I could use some magical escape in my life right now. I’m still reading the book “The Revolution Will Not Be Funded,” which really should be subtitled “They’re Out To Systemically Get Us.” The book reeks of conspiracy theory, but what really gets me is that professor Ruth Wilson Gilmore’s theories kind of make sense.

The shadow state [the nonprofit sector], then, is real but without significant political clout, forbidden by law to advocate for systemic change, and bound by public rules and non-profit charters to stick to its mission or get out of business and suffer legal consequences if it strays along the way.

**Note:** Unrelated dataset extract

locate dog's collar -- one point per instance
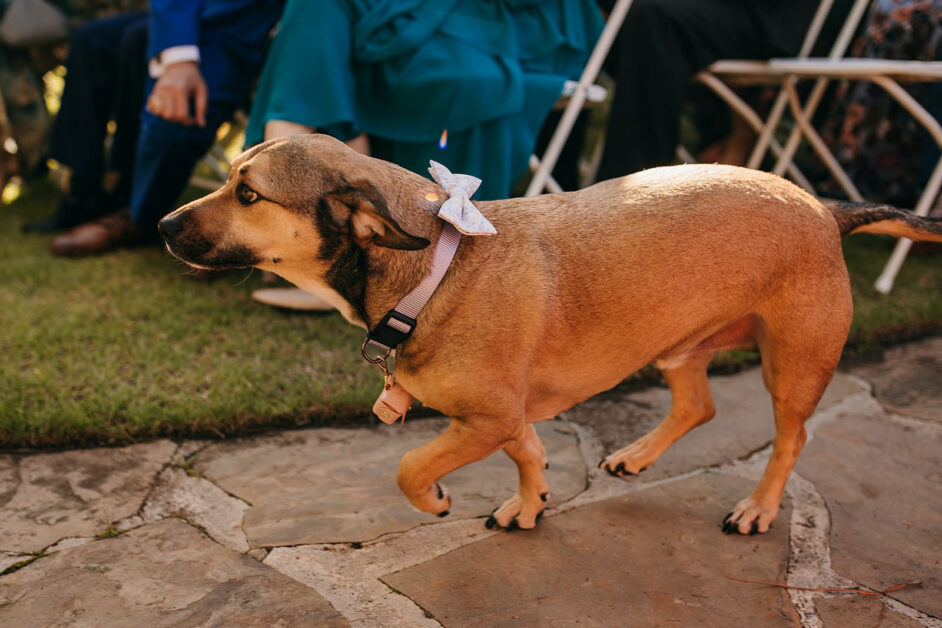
(399, 322)
(460, 216)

Let me translate. She’s saying the very nonprofit structure we are told to work within also binds us in a way that makes it impossible to do the entirety of what needs to be done. Wanna solve poverty? Too bad, advocacy will mess with your nonprofit status. Wanna experiment with holistic ways of treating homelessness? Good luck quantifying that for the grant report. The straitjacket of regulation keeps us workers nitpicking at details even when we know it’s not enough.

I wonder how Houdini would get us out of this one. You know, he used to dislocate his shoulders for his straitjacket act. I wonder what’s going to have to give to end ours.